[A Popular History of France From The Earliest Times by Francois Pierre Guillaume Guizot]@TWC D-Link bookA Popular History of France From The Earliest Times CHAPTER III 13/27
All the chief defiles of the Alps fell into its hands.
The old Phoenician road, restored by the consul Domitius, bore thenceforth his name (Via Donaitia), and less than sixty years after Cisalpine Gaul had been reduced to a Roman province, Rome possessed, in Transalpine Gaul, a second province, whither she sent her armies, and where she established her citizens without obstruction.
But Providence seldom allows men, even in the midst of their successes, to forget for long how precarious they are; and when He is pleased to remind them, it is not by words, as the Persians reminded their king, but by fearful events that He gives His warnings.

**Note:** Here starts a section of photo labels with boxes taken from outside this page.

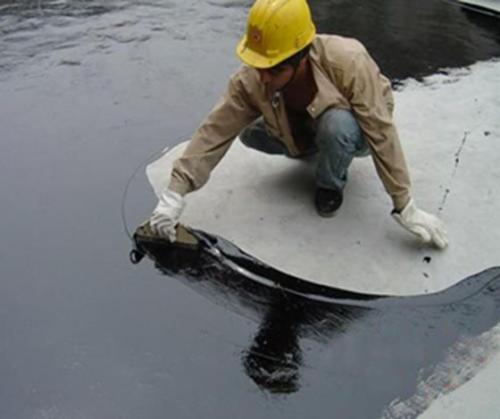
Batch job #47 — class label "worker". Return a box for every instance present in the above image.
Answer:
[150,0,448,249]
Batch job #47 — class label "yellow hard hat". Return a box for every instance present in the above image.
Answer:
[236,0,316,68]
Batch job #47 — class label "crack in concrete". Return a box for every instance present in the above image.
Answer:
[438,131,470,213]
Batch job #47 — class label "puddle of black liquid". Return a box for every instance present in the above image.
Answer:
[0,0,500,419]
[132,230,500,418]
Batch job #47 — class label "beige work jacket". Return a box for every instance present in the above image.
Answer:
[169,35,410,209]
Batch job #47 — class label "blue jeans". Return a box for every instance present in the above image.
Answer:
[240,108,370,190]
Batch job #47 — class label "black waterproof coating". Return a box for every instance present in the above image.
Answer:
[134,224,500,410]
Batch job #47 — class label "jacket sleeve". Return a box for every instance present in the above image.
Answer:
[346,48,410,209]
[169,69,259,195]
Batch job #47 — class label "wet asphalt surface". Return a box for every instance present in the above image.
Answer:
[0,0,500,419]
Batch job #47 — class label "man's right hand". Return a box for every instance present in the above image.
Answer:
[149,188,186,243]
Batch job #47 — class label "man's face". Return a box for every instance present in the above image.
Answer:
[257,64,294,93]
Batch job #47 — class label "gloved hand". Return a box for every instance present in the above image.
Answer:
[392,198,448,249]
[149,188,186,243]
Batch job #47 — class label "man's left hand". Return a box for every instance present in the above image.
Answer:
[392,198,448,249]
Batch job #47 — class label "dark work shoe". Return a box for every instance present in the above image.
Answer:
[314,188,343,217]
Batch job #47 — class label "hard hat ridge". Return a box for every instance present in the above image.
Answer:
[236,0,316,68]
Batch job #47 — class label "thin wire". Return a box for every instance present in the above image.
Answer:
[121,133,190,242]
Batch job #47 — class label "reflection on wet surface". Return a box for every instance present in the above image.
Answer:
[0,0,500,419]
[0,0,500,79]
[135,225,500,418]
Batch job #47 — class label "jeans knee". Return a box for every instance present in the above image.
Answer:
[316,109,364,152]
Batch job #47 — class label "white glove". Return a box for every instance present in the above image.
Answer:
[392,198,448,249]
[149,188,186,243]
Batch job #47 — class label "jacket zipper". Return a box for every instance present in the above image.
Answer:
[271,92,283,137]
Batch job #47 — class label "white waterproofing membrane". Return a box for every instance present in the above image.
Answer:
[147,60,500,295]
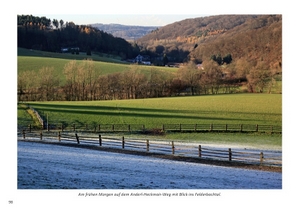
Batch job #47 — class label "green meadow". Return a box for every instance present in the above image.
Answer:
[18,94,282,149]
[24,94,282,128]
[17,49,177,82]
[17,49,282,149]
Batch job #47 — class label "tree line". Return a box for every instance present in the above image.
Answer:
[18,57,278,101]
[18,15,139,59]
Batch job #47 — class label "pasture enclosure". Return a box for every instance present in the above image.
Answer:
[20,94,282,127]
[18,130,282,166]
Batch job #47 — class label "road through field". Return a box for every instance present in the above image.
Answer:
[18,141,282,189]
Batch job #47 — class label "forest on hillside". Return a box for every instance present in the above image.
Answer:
[137,15,282,69]
[17,15,139,59]
[18,15,282,101]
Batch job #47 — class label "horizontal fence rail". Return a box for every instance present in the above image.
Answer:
[18,123,282,133]
[18,130,282,166]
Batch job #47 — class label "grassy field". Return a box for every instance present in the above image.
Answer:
[18,94,282,148]
[22,94,282,128]
[17,49,177,81]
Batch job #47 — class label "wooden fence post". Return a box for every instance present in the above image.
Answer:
[121,136,125,149]
[260,152,264,163]
[198,145,201,158]
[228,148,232,161]
[146,139,149,152]
[171,141,175,155]
[75,133,80,144]
[99,134,102,146]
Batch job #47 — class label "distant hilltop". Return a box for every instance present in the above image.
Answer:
[90,23,159,40]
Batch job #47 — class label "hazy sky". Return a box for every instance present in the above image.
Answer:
[17,0,288,26]
[32,14,207,26]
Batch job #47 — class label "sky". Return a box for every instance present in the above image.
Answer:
[16,0,290,26]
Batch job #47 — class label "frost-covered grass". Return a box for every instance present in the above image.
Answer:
[18,142,282,189]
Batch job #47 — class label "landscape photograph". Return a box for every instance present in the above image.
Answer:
[7,1,298,210]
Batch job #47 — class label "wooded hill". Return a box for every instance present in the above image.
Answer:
[137,15,282,69]
[91,23,158,41]
[18,15,139,59]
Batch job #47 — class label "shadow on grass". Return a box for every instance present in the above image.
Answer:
[30,103,248,121]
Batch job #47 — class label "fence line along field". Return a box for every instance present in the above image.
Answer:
[20,94,282,128]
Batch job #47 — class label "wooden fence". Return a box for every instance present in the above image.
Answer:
[18,130,282,166]
[18,123,282,133]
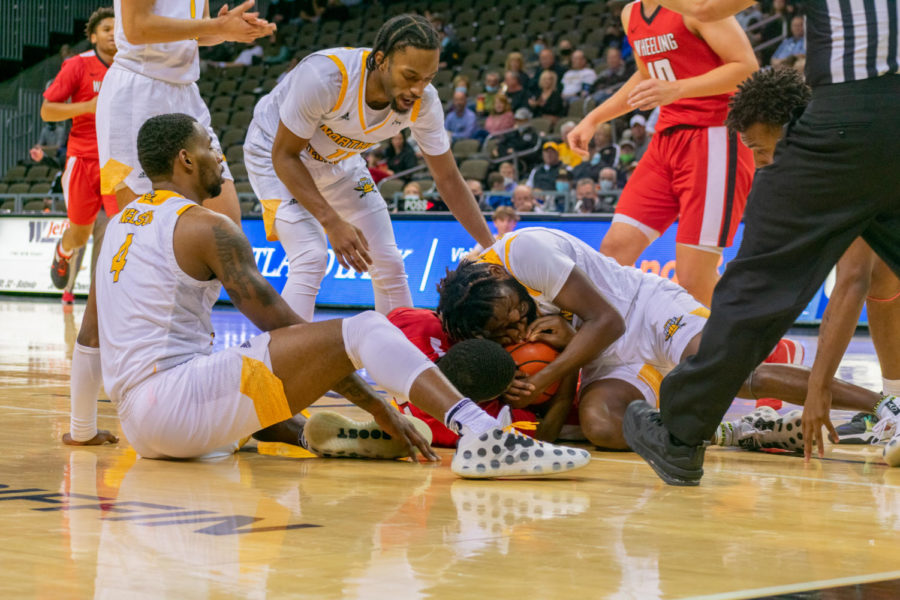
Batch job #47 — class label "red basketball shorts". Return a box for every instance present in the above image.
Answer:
[613,127,754,247]
[62,156,119,225]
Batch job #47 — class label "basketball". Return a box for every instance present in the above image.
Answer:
[506,342,559,404]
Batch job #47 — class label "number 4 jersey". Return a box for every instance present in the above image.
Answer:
[625,0,731,132]
[95,190,222,403]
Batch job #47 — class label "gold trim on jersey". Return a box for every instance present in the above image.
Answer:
[100,158,134,195]
[259,198,281,242]
[356,50,394,135]
[325,54,348,112]
[241,356,293,428]
[638,364,663,408]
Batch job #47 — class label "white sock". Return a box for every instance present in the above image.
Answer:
[875,396,900,421]
[341,310,437,399]
[69,342,103,442]
[444,398,500,435]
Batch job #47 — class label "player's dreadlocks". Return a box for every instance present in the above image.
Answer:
[725,67,812,131]
[84,6,116,41]
[137,113,197,181]
[366,14,441,71]
[437,261,537,340]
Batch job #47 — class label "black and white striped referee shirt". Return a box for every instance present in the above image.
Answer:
[802,0,900,87]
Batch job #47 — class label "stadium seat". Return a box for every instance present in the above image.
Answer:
[459,158,491,181]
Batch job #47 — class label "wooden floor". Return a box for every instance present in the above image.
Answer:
[0,297,900,600]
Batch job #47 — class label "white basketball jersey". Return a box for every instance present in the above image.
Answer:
[95,191,222,402]
[253,48,450,167]
[113,0,201,83]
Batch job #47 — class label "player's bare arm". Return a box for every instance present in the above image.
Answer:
[120,0,275,45]
[529,267,625,396]
[659,0,755,21]
[628,17,759,110]
[272,123,372,273]
[423,150,494,248]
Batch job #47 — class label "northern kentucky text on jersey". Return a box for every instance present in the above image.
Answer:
[631,33,678,57]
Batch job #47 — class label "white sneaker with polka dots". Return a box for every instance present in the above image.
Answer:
[450,409,591,479]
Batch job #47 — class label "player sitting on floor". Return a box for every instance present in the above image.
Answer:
[438,227,880,450]
[72,114,590,477]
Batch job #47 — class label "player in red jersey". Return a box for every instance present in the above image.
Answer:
[41,7,118,304]
[569,0,759,306]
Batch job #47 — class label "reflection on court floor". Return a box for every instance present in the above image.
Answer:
[0,298,900,600]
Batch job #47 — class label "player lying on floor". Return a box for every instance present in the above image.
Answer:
[438,227,881,450]
[726,67,900,467]
[65,114,590,477]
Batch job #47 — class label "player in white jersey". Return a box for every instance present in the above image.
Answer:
[244,15,493,319]
[438,227,880,450]
[97,0,275,222]
[72,114,590,477]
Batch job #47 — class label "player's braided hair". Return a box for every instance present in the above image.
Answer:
[725,67,812,131]
[137,113,197,181]
[84,6,116,41]
[366,14,441,71]
[437,261,537,340]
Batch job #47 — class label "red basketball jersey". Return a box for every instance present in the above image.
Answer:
[388,308,451,362]
[628,0,731,131]
[44,50,109,160]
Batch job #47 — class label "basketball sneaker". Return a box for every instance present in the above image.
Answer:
[50,240,75,290]
[450,406,591,479]
[715,406,803,452]
[834,412,879,444]
[300,411,431,460]
[756,338,805,410]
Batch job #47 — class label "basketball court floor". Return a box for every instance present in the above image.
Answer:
[0,297,900,600]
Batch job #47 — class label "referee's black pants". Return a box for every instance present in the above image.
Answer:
[660,75,900,445]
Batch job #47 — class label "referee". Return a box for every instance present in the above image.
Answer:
[624,0,900,485]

At the very moment when Rome believed herself set free from Gallic invasions, and on the point of avenging herself by a course of conquest, a new invasion, more extensive and more barbarous, came bursting upon Rome and upon Gaul at the same time, and plunged them together in the same troubles and the same perils. In the year 113 B.C.there appeared to the north of the Adriatic, on the right bank of the Danube, an immense multitude of barbarians, ravaging Noricum and threatening Italy.
Two nations predominated; the Kymrians or Cimbrians, and the Teutons, the national name of the Germans.